Informó que el Programa de Justicia Energética tiene como objetivo llevar el servicio eléctrico prácticamente a todo el territorio nacional hacia 2028, mediante la ejecución de más de 45 mil obras y una inversión estimada de 21 mil 377 millones de pesos.
La mandataria federal señaló que actualmente México cuenta con una cobertura eléctrica del 98.5 por ciento, pero existen comunidades pequeñas y alejadas que aún no tienen acceso a este servicio, por lo que se determinó atenderlas durante el presente sexenio.
Por su parte, la secretaria de Energía, Luz Elena González Escobar, explicó que la actual administración reconoce el acceso a la energía como un derecho fundamental, por lo que se impulsan acciones para alcanzar una cobertura cercana al cien por ciento de los hogares mexicanos.
En su intervención, la directora general de la Comisión Federal de Electricidad (CFE), Emilia Esther Calleja Alor, afirmó que la justicia energética representa desarrollo, igualdad territorial y la capacidad del Estado para garantizar bienestar en las regiones donde más se requiere.
Detalló que el programa contempla atender a 8 mil 247 localidades que permanecen pendientes de electrificación, mediante un esquema gradual que prioriza a las comunidades con mayores necesidades.
Calleja Alor informó que, desde el inicio de la administración de la Presidenta Sheinbaum, se han realizado 17 mil 16 obras de electrificación, como parte del esfuerzo para ampliar la infraestructura eléctrica del país.
Asimismo, explicó que durante 2026 se fortalecerán acciones específicas en distintas regiones mediante planes de justicia social, entre ellos los dirigidos a pueblos originarios y comunidades con rezagos históricos.
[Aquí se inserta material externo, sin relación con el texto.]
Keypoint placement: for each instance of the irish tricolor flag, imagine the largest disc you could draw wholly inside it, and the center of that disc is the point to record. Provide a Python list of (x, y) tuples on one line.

Estos proyectos contemplan inversiones para nuevas obras eléctricas que beneficiarán a miles de habitantes en entidades como Sonora, Baja California, Michoacán y Chihuahua.
La funcionaria federal subrayó que llevar electricidad a las comunidades más apartadas no sólo significa ampliar un servicio básico, sino generar mejores condiciones para el desarrollo, la igualdad de oportunidades y el bienestar de las familias mexicanas.